Last month, Guyana signed for a $6 million loan from India's government, under the previous "soft" terms, plus a $19 million commercial loan from the Import Export Bank of India.
This latest loan agreement will not be paid off by Guyana until at least 2024, and all for a stadium that may hardly be used after the six World Cup games are played there.
But Guyana's indebtedness will not not end there. The stadium is designed by Indian architects and 85 per cent of the spend on the building work - due to start early in the New Year - will go to Indian companies, with only an estimated $8 million of the funding actually making its way into the local economy.
Yet the negotiations which set up the original loan deal with India seem set to more than double Guyana's stadium debt in what is a literal "sweetener", in which Indian businesses would benefit from preferntial deals for the modernisation two massive sugar factories, and all with the help of another $35 million loan.

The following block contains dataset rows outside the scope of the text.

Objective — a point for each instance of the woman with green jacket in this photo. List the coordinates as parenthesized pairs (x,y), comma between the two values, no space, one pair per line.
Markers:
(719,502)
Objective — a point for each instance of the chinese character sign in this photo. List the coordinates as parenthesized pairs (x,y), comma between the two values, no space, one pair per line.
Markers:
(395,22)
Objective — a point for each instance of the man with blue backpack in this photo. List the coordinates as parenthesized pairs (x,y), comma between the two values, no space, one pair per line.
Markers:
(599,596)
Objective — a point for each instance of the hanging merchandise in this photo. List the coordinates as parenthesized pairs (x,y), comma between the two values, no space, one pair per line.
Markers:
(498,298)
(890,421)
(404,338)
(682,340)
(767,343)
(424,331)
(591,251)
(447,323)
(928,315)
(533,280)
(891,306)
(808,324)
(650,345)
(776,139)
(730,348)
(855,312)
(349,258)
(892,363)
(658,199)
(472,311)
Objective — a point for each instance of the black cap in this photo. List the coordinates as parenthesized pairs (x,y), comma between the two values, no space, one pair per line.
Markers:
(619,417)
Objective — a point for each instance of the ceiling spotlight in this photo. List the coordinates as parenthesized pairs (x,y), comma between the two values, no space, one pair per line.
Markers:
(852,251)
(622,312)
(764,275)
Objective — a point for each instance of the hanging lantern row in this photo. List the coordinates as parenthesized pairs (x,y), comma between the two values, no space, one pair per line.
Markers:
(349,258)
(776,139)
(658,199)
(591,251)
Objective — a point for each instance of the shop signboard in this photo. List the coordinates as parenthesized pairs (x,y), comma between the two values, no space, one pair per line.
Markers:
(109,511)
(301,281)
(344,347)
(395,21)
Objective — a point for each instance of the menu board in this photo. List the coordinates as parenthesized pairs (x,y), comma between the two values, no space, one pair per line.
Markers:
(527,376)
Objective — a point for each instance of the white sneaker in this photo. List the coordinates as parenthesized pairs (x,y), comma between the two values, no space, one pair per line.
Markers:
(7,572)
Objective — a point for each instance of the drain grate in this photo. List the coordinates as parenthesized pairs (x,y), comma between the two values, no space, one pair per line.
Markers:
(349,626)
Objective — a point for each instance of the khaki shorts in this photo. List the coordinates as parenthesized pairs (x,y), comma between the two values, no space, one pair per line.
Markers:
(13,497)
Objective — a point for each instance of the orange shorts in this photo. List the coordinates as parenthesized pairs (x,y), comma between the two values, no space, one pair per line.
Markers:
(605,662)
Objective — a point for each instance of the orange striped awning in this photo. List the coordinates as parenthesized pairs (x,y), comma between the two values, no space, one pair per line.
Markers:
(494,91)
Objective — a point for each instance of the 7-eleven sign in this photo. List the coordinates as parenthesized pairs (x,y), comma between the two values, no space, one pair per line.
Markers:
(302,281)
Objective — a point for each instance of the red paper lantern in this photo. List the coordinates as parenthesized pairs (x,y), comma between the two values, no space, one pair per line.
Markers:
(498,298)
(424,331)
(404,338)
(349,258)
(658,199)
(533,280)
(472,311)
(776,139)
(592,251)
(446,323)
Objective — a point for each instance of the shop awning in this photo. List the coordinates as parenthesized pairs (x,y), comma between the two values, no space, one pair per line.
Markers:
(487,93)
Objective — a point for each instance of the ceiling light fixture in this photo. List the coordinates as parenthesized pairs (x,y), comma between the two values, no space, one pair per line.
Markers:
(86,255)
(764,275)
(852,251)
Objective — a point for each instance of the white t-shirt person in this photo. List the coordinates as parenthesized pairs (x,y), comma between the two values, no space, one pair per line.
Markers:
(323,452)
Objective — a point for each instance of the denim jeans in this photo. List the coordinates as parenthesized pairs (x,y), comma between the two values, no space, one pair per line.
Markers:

The International Monetary Fund has now intervened. Guyana is rated to be a Highly Indebted Poor Country by the IMF, which in July reported on the country's economy thus: "Growth has remained weak, reflecting structural weaknesses and the difficult political situation. Accelerating the pace of poverty reduction remains an important challenge. Moreover, Guyana's debt burden remains high, even following debt relief under the HIPC Initiative".
The IMF says the stadium does not make long-term commercial sense and has in effect vetoed Guyana from any further borrowing for the stadium until a feasibility study has been conducted.
"The priority that the authorities have attached to.. a new stadium is a matter of concern," the IMF has said, adding that they "have serious doubts regarding the project's financial rate of return and the possibility that additional fiscal costs may result."
But despite this opposition the Guyanese and Indian governments have pledged to push on with the stadium project. One reason for the urgency might be the next general election, due in March 2006.
Guyana's political system is split almost entirely on racial lines, between Indo- and Afro-Caribbeans, and the country tends to forment inter-racial violence at election time. Previous England cricket tours to the South American state have been postponed or distrupted as a result of outbreaks of civil violence, including the bombing of a tour hotel the last time elections coincided with cricket.
Some fear that any prolonged disruption in Guyana in 2006 might prompt the International Cricket Council to cancel all matches planned for the new stadium in Providence and move the scheduled matches elsewhere. Which would make Guyana's new stadium possibly the most expensive folly even in the usually profligate world of international sport.